A Conversation with a Concerned Mother

Love Them, Never Judge Them

A little about my father, the illness that took him, and the one thing I most want you to know: everyone is carrying something, and love comes before every judgment.

I had a wonderful evening with old friends. The mothers gathered in the living room, the kids ran off to play, and the men — funny enough — all drifted out to the garage to talk about their guns and plan a trip to the range. Typical. When my husband told me about it later, I felt myself tense up. Guns and I have a complicated history.

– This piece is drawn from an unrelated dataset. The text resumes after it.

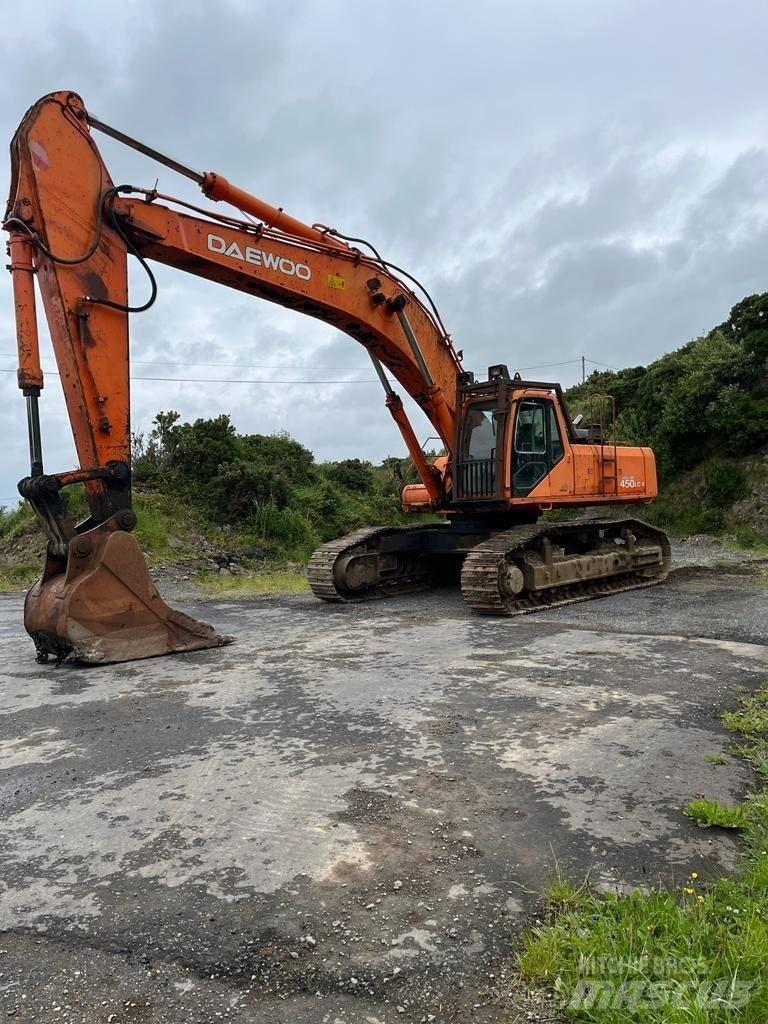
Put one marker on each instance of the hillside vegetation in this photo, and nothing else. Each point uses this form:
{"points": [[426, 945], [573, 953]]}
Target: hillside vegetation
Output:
{"points": [[704, 410], [205, 493]]}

A couple of years ago, during the deer hunt, my husband left before dawn each morning and came home late each night, every time without a buck. Then one morning, a few hours after he’d gone, I opened our trailer door to find a HUGE buck standing right there, 20 feet away from me, in the middle of our little country town. I hushed the kids out to see, and that gorgeous animal waited just long enough for them to marvel at it. “Too bad Dad isn’t here,” my oldest laughed. We thought it was so funny — my husband out scouring the countryside, when what he was looking for was standing right on our own property.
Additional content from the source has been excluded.